Super Tuesday removed any doubt that Senate Majority Leader Bob Dole will be the Republican contender this fall for the presidency. The primary race cost Mr. Dole dearly, not only because of attacks by opponents but also because of the amount of campaign money he spent in a race governed by a spending cap.
A lack of conern from Dole supporters, however, shows what a sham the cap is.
To qualify for matching federal funds, presidential candidates must agree to spend no more than $37 million in the primaries. President Bill Clinton, who faces no opposition, has spent a total of about $11 million in places such as Iowa and New Hampshire, and has plenty left to promote himself leading up to the conventions in August. Sen. Dole, after months of bruising battles in a dozen states, may have topped $35 million of the total.
No problem, according to GOP officials in news reports, the Republican Party and independent campaigns can pick up where the Dole campaign leaves off, at the very least, to keep reminding voters which party the senator comes from. They can, but in doing so they will be demonstrating that the senator has little interest in following the rules he agreed to when accepting the public’s money. They also will be exposing fatal weaknesses in the current campaign finance laws.
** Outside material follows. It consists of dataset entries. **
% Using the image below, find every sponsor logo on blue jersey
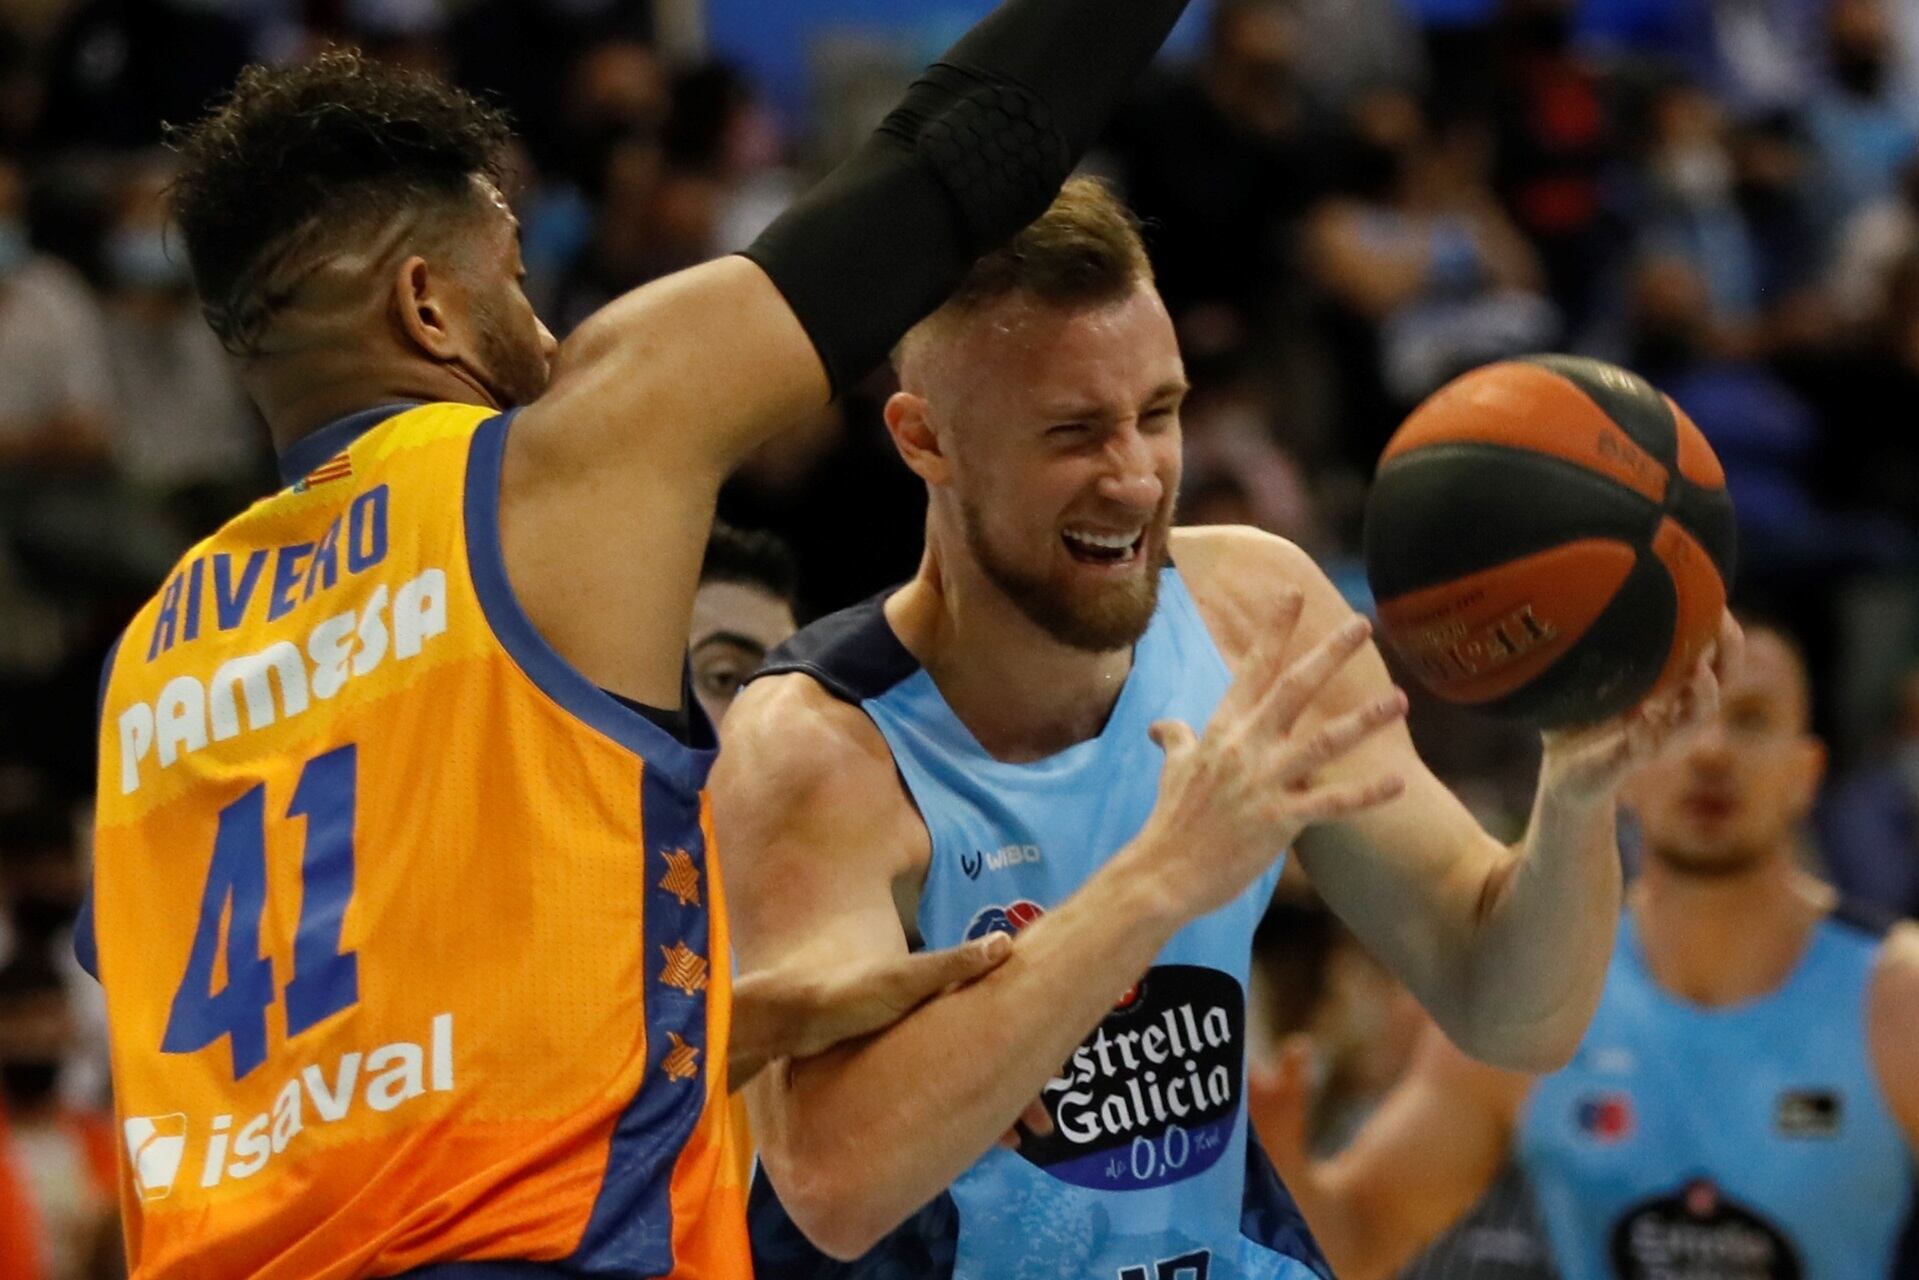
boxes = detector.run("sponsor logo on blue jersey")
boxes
[1774,1089,1841,1139]
[1609,1179,1802,1279]
[959,843,1043,881]
[1025,965,1244,1194]
[1576,1092,1635,1143]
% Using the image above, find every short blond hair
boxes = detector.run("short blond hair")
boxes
[894,176,1153,370]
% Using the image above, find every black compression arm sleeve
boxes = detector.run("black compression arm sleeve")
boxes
[741,0,1192,397]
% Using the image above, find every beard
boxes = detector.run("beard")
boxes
[469,297,551,409]
[961,497,1173,653]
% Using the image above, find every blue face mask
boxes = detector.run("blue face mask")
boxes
[109,227,190,291]
[0,219,29,279]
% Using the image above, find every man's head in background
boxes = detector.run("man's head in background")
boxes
[0,800,83,958]
[694,523,799,731]
[1621,620,1825,879]
[0,956,73,1118]
[168,51,556,422]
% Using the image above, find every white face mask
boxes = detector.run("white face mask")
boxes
[1660,144,1734,203]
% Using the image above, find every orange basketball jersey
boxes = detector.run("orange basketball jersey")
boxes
[85,402,750,1279]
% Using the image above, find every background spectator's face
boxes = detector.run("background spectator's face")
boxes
[1829,0,1894,96]
[0,987,71,1112]
[690,581,796,730]
[1622,630,1825,878]
[1207,2,1299,139]
[569,41,668,139]
[904,285,1185,653]
[1629,256,1713,372]
[108,160,191,296]
[1650,87,1733,202]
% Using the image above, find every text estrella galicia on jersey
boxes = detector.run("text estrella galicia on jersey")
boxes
[1608,1178,1803,1280]
[1020,965,1245,1193]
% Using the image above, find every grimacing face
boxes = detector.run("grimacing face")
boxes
[690,580,798,732]
[909,284,1186,653]
[1621,629,1825,878]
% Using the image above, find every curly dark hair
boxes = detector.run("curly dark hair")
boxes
[169,50,512,353]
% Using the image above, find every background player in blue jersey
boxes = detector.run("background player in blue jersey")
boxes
[710,179,1738,1278]
[1253,620,1919,1280]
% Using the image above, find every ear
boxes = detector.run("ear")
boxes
[389,255,463,361]
[883,390,953,487]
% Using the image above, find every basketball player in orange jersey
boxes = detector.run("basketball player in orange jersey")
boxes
[1249,622,1919,1280]
[713,181,1740,1275]
[79,0,1225,1272]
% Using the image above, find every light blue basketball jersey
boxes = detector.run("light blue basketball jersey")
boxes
[747,568,1330,1280]
[1516,905,1917,1280]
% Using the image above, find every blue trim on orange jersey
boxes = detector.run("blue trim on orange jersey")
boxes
[276,402,420,486]
[399,1262,572,1279]
[74,631,123,983]
[462,410,718,794]
[569,762,714,1270]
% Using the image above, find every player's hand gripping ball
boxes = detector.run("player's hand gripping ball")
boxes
[1363,355,1736,729]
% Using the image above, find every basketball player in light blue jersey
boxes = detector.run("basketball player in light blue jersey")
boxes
[1254,620,1919,1280]
[710,179,1735,1280]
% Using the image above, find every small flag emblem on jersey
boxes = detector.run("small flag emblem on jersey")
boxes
[660,941,709,995]
[1575,1092,1633,1142]
[293,452,354,492]
[660,848,701,907]
[124,1114,189,1202]
[662,1031,699,1082]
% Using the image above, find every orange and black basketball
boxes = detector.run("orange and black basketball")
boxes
[1363,355,1736,729]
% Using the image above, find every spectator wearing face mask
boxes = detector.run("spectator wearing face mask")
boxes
[1805,0,1918,233]
[0,959,114,1280]
[101,156,264,535]
[0,154,113,474]
[0,800,108,1119]
[1307,91,1558,429]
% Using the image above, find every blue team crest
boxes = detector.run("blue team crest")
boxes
[964,899,1045,940]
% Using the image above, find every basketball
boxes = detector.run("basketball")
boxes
[1363,355,1737,729]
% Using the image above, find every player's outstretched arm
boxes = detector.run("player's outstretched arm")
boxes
[1870,923,1919,1155]
[728,930,1014,1088]
[714,595,1406,1260]
[499,0,1196,705]
[1175,527,1732,1072]
[1249,1026,1527,1280]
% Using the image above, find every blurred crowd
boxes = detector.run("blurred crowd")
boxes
[0,0,1916,1274]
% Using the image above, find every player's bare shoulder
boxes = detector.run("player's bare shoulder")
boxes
[1169,525,1356,667]
[1868,919,1919,1145]
[710,672,928,879]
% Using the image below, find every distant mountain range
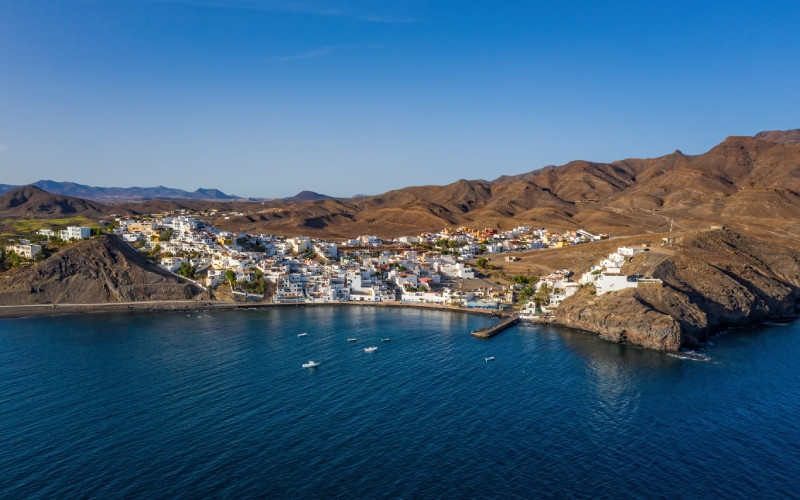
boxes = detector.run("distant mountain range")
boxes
[0,180,339,204]
[0,180,244,202]
[2,129,799,241]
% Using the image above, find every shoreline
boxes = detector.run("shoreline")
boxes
[0,299,505,320]
[2,299,794,353]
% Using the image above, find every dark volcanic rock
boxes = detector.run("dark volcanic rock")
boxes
[555,287,683,351]
[0,235,203,304]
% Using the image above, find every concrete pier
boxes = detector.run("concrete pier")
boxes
[471,314,519,338]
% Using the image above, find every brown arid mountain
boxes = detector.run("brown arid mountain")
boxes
[6,129,797,240]
[120,130,797,241]
[0,235,203,305]
[0,185,110,218]
[555,229,800,350]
Partial public financing is supposed to control campaign spending, give serious but unheralded candidates a chance to compete and leave a candidate more beholden to the public than to any special interest. Both parties traditionally engage in party building, which in effect promotes the parties’ top members. But the financial condition of the Dole for President campaign suggests that without this extra support, there would be virtually no campaigning from the senator’s camp until after the conventions.
This outside support cannot promote the candidate directly, but it might be able to get away with promoting his ideas and his work within the party. It would amount to very much the same thing. Sen. Dole will be saying a lot about the values of his campaign if he allows this to happen.